CSDR (Central Securities Depositary Regulation): this is one of the key regulations adopted in the aftermath of the financial crisis, with a view to improving the functioning and stability of financial markets. Implementation delayed to February 2021. In December 2020, the EU Commission has recently issued a targeted consultation to gather views on the implementation of the CSDR. Wealth managers should form working groups to address these rules changes early on.
EMIR Refit (Trade repository reporting part): In December 2020, ESMA published its final report on draft regulatory technical standards (RTS) and implementing technical standards (ITS) on reporting requirements, data quality, data access and registration of trade repositories. The rules kick in mid-2022, however as these will affect the format and the way in which your Operations teams report to trade repositories, it is an opportune moment for wealth managers to start performing an initial business analysis. From the initial analysis, the new rules have increased the total reportable fields from 129 to 203, with some of the original 129 fields being retired and some existing fields being renamed or assigned to new sections.

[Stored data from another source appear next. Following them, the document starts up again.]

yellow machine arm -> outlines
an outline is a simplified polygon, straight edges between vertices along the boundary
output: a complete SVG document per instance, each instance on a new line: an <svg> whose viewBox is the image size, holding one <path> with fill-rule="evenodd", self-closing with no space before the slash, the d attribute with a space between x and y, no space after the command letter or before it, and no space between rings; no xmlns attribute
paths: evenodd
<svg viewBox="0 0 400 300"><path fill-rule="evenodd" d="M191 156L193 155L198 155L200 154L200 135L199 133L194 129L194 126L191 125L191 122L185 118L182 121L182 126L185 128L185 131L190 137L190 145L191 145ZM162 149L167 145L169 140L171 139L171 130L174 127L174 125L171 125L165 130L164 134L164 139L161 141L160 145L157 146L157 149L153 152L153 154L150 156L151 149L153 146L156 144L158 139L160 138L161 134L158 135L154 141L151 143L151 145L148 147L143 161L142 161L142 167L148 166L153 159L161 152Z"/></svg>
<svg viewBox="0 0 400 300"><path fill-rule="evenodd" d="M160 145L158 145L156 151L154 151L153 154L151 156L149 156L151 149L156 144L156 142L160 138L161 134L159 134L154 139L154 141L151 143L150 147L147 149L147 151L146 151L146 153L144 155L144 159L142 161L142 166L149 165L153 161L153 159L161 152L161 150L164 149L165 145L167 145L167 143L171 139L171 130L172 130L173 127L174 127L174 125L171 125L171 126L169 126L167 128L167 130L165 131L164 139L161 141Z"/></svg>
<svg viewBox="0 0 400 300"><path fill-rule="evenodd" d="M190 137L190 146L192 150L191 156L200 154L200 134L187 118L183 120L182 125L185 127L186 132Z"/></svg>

UK specific PRIIPS KID: in October 2020, the Financial Services Bill was introduced to the House of Commons. The Bill will make amendments to the UK PRIIPS Regulation regime and will give the FCA the power to stipulate what information should be provided in the PRIIPS KID. This leaves international private banks with an unenviable task of navigating through different PRIIPS KIDs content rules depending on the country. The full impact is yet to be determined.
EC Digital Operational Resilience (DORA): in September 2020, the EC published its draft regulation on digital operational resilience for the EU financial services sector. The new rules focus on firms’ control frameworks on ICT risks and will require firms to implement ICT related incident management process.
At the same time UK FCA has been consulting on changes to how firms approach their operational resilience (FCA Operational Resilience CP19/32). The new rules are expected to be published in Q1 2021 but to be implemented by Q1 2022.